Furthermore, the present disclosure includes a case in which the functions of the embodiments described above may be implemented by executing the program code read by the computer and an OS (Operating System) or the like operated on the computer executes a part or all of actual processes based on instructions of the program code so that the functions of the embodiments described above are implemented by these processes.
Moreover, the present disclosure also includes a case in which the program code read from the storage medium is written in a memory provided in a function extension board inserted into the computer or in a function extension unit connected to the computer, and then a CPU or the like, which has the extension function in the extension board or the extension unit, executes a part or all of actual processes based on instructions of the program code, so that the functions of the embodiments described above is implemented by these processes.

Claims

1. A substrate processing method for processing a substrate having a processing target layer, an intermediate layer and a mask layer formed on top of each other in sequence, the mask layer having openings through which a part of the intermediate layer is exposed, the method comprising:

a non-uniformity-suppressing/shrinking-etching process of performing a shrinking-etching process and a non-uniformity-suppressing process as a single process,

wherein in the shrinking-etching process, the intermediate layer forming bottom portions of the openings is etched while widths of the openings are reduced by plasma generated from a gaseous mixture of a deposition gas, an anisotropic etching gas and a hydrogen (H₂) gas, and in the non-uniformity-suppressing process, non-uniformity in widths of the openings is suppressed by facilitating deposition of deposits on sidewall surfaces of the openings of the mask layer.
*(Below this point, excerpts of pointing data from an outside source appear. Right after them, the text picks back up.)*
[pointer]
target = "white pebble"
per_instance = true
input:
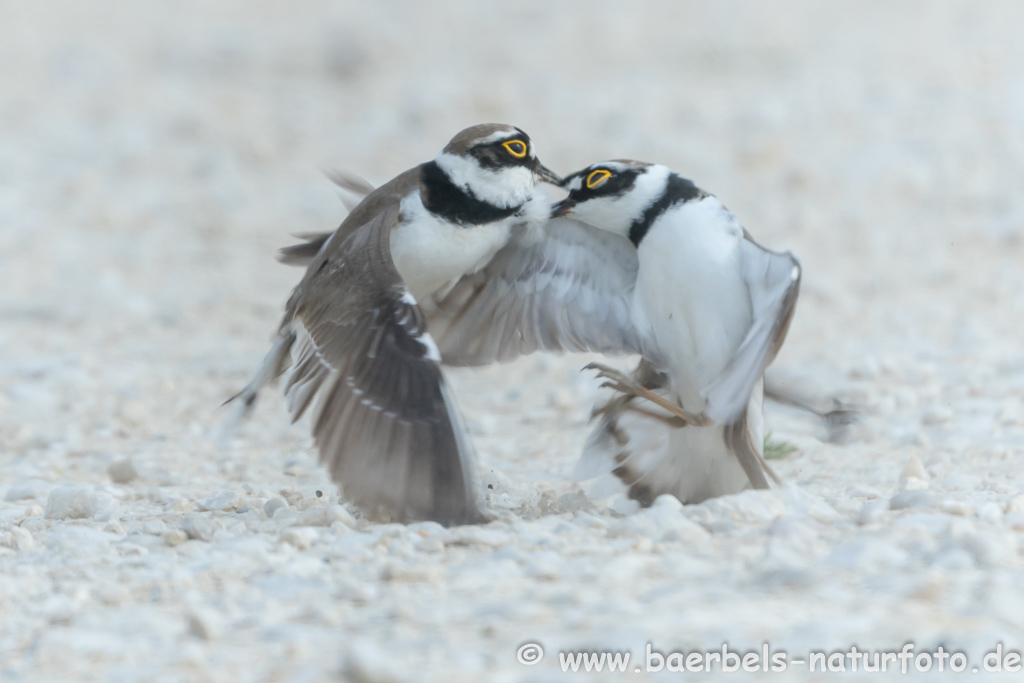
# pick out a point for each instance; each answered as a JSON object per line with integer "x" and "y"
{"x": 272, "y": 506}
{"x": 224, "y": 500}
{"x": 77, "y": 503}
{"x": 123, "y": 471}
{"x": 30, "y": 488}
{"x": 17, "y": 539}
{"x": 299, "y": 537}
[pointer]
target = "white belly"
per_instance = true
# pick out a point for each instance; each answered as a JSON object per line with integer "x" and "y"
{"x": 690, "y": 300}
{"x": 430, "y": 254}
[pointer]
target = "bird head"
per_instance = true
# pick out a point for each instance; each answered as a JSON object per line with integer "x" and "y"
{"x": 612, "y": 195}
{"x": 496, "y": 163}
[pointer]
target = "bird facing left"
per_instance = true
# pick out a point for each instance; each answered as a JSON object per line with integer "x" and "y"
{"x": 354, "y": 343}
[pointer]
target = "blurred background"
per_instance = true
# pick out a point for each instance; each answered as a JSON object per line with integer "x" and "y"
{"x": 155, "y": 156}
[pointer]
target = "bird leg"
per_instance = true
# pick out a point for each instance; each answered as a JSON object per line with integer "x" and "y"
{"x": 617, "y": 406}
{"x": 627, "y": 385}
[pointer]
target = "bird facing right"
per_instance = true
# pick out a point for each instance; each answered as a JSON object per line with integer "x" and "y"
{"x": 711, "y": 308}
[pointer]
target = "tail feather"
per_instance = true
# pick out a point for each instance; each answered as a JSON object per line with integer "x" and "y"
{"x": 273, "y": 365}
{"x": 651, "y": 458}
2. The substrate processing method of claim 1, wherein in the non-uniformity-suppressing/shrinking-etching process, a feed amount of the hydrogen (H₂) gas is controlled depending on the non-uniformity in the widths of the openings.

3. The substrate processing method of claim 2, wherein the feed amount of the hydrogen (H₂) gas is controlled such that a volume ratio of the feed amount of the hydrogen (H₂) gas to a feed amount of the anisotropic etching gas is within a range of about 25% to about 65%.

4. The substrate processing method of claim 1, wherein in the non-uniformity-suppressing/shrinking-etching process, a deposition gas is used instead of the hydrogen (H₂) gas.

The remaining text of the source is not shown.